Le riz demeure un aliment de base essentiel dans de nombreux pays africains. Au Cameroun, où la consommation ne cesse d’augmenter, les autorités entendent renforcer la production nationale et mieux structurer la filière. Dans cette optique, le gouvernement camerounais a conclu un accord avec la société israélienne Ekobell pour développer 10 000 hectares de riziculture pluviale dans la partie septentrionale du pays.
Estimé à 150 millions d’euros, soit environ 98,4 milliards de FCFA, ce projet agricole vise à accroître la production de riz et à soutenir l’organisation de la filière dans les régions concernées. Selon les projections des promoteurs, le programme, prévu sur une durée de trois ans, devrait générer près de 46 700 tonnes de riz paddy, correspondant à environ 31 289 tonnes de riz blanchi. À terme, cette production représenterait près de 18 % de la production nationale actuelle de riz blanchi de qualité supérieure.

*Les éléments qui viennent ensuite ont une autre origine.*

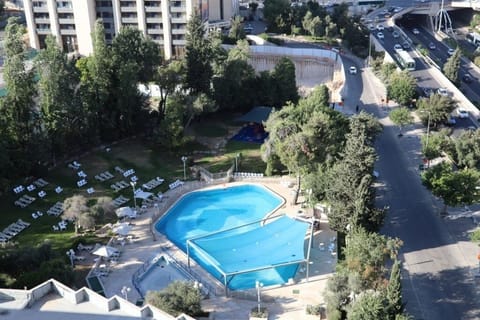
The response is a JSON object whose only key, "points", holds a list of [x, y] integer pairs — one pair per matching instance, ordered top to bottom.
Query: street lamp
{"points": [[184, 159], [236, 161], [133, 183], [258, 285], [125, 290]]}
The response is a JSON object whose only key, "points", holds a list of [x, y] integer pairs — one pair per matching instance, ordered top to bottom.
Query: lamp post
{"points": [[184, 159], [236, 161], [133, 183], [258, 285], [125, 290]]}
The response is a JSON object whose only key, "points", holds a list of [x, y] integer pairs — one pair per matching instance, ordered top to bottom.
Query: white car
{"points": [[443, 92], [462, 113]]}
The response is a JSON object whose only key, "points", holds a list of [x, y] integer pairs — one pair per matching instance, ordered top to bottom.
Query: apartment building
{"points": [[72, 21]]}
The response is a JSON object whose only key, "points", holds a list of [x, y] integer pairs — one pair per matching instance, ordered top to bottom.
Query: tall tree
{"points": [[198, 57], [452, 66], [284, 76], [96, 86], [402, 88], [57, 96], [17, 108], [435, 109], [401, 117], [453, 187]]}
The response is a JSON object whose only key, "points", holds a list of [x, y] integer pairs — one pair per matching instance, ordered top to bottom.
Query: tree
{"points": [[275, 13], [236, 31], [198, 57], [452, 66], [284, 76], [402, 88], [57, 96], [435, 109], [401, 117], [454, 187], [76, 209], [394, 291], [179, 297], [369, 305]]}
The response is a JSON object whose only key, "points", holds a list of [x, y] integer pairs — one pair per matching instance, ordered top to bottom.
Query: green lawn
{"points": [[147, 162]]}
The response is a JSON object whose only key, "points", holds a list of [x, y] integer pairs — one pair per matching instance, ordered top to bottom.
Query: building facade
{"points": [[164, 21]]}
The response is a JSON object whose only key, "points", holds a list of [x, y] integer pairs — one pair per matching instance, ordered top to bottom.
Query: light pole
{"points": [[184, 159], [236, 161], [133, 183], [258, 285], [125, 290]]}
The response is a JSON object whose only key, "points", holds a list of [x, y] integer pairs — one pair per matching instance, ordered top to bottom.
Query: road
{"points": [[438, 275]]}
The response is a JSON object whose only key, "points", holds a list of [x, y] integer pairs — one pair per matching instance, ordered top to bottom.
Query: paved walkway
{"points": [[284, 302]]}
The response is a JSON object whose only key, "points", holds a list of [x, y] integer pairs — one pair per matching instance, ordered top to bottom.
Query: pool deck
{"points": [[284, 302]]}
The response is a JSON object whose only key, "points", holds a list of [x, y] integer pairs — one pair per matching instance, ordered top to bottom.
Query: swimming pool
{"points": [[223, 228]]}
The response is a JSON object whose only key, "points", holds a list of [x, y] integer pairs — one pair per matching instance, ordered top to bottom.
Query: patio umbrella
{"points": [[124, 212], [122, 229], [105, 251]]}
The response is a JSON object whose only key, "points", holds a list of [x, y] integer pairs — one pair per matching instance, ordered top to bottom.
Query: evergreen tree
{"points": [[198, 57], [452, 66], [394, 291]]}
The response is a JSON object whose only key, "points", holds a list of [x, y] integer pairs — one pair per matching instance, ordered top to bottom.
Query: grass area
{"points": [[148, 163]]}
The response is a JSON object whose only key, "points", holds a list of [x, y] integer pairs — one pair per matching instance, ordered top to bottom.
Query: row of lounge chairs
{"points": [[74, 165], [247, 175], [104, 176], [37, 183], [152, 184], [175, 184], [120, 185], [24, 201], [118, 202], [56, 209], [12, 230]]}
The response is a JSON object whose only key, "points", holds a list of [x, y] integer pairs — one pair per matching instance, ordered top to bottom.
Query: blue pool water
{"points": [[201, 215]]}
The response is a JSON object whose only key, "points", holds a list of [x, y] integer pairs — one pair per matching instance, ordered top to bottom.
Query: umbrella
{"points": [[124, 212], [122, 229], [105, 251]]}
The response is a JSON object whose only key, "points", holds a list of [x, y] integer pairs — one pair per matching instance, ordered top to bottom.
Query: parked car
{"points": [[467, 78], [443, 92], [462, 113]]}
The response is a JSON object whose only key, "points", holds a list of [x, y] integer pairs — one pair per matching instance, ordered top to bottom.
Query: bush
{"points": [[262, 314]]}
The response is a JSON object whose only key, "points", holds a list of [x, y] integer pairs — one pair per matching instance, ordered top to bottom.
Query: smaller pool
{"points": [[159, 275]]}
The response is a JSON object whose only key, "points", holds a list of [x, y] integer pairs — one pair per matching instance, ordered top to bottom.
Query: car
{"points": [[467, 78], [443, 92], [462, 113], [450, 121]]}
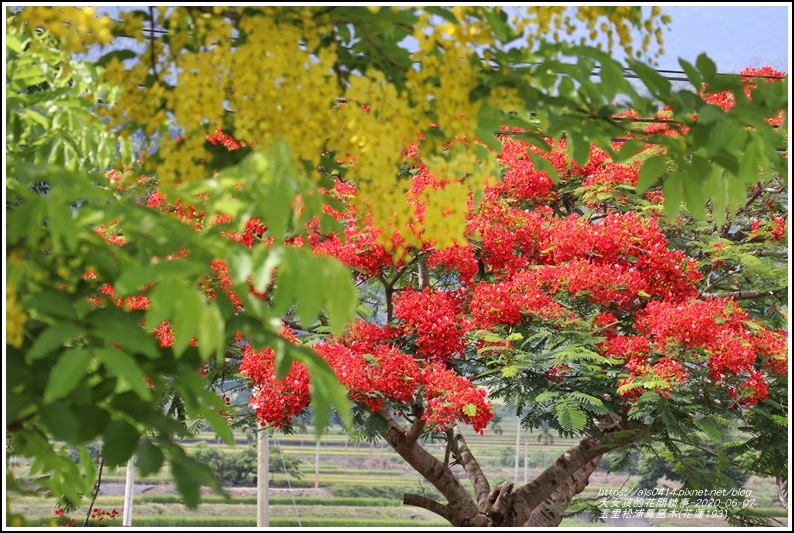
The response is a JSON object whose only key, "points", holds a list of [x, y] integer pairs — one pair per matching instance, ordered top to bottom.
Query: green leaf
{"points": [[121, 55], [707, 68], [692, 73], [658, 85], [489, 119], [578, 148], [629, 149], [650, 171], [716, 184], [693, 188], [673, 194], [241, 262], [132, 281], [309, 295], [341, 295], [52, 303], [161, 304], [187, 314], [117, 327], [211, 335], [52, 338], [126, 369], [67, 373], [570, 418], [60, 420], [218, 423], [120, 441], [148, 458], [89, 467]]}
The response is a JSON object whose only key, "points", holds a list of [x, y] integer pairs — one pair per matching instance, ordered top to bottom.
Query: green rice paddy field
{"points": [[352, 485]]}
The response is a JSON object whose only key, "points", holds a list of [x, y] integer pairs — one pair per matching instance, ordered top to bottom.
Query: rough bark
{"points": [[465, 458], [540, 503], [460, 509], [550, 512]]}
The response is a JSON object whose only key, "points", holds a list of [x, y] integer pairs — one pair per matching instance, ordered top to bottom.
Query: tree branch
{"points": [[380, 49], [740, 295], [465, 458], [542, 487], [96, 491], [426, 503], [462, 511]]}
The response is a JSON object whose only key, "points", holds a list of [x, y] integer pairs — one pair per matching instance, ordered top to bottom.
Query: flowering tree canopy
{"points": [[453, 159]]}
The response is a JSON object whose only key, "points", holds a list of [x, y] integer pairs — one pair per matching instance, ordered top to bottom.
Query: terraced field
{"points": [[351, 485]]}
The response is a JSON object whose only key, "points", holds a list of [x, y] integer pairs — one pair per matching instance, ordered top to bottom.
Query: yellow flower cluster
{"points": [[539, 22], [76, 27], [274, 73], [15, 318]]}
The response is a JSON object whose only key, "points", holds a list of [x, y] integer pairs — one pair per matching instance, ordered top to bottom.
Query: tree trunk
{"points": [[540, 503]]}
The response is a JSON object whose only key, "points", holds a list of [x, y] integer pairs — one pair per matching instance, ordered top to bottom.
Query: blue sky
{"points": [[733, 35]]}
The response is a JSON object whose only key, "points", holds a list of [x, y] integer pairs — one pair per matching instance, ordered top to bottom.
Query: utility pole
{"points": [[518, 449], [317, 466], [262, 479], [129, 489]]}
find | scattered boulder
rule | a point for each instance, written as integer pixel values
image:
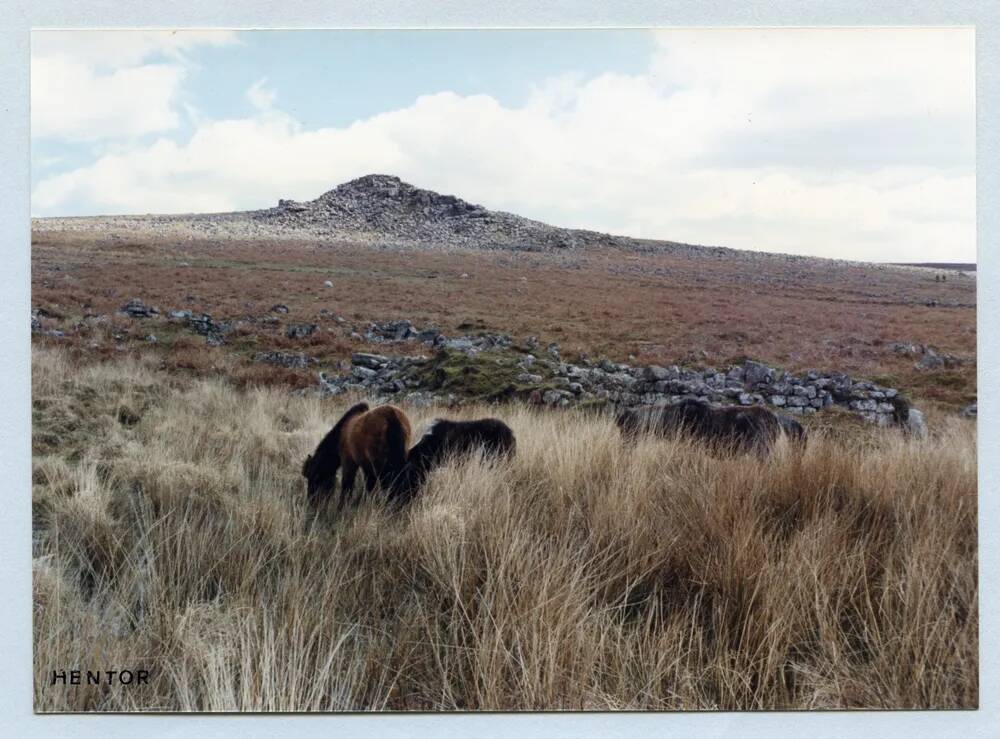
(372, 361)
(290, 360)
(300, 330)
(915, 424)
(135, 308)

Le projet devrait mobiliser environ 8 000 producteurs et favoriser la création de nombreux emplois indirects dans les activités agricoles, logistiques et industrielles liées à la transformation du riz. L’ambition du Cameroun d’accroître fortement sa production rizicole. Selon le Document de programmation économique et budgétaire à moyen terme 2025-2027, le pays prévoit de porter sa production de 140 710 tonnes en 2024 à environ 460 000 tonnes en 2027. Mais face aux difficultés, la production nationale reste encore inférieure à la demande intérieure, estimée à près de 576 949 tonnes dès 2020 et en constante progression sous l’effet de la croissance démographique et de l’évolution des habitudes alimentaires.
Ainsi, à travers ce projet rizicole, le Cameroun entend renforcer sa souveraineté alimentaire et réduire progressivement sa dépendance aux importations de riz, dans un contexte de demande nationale en constante augmentation.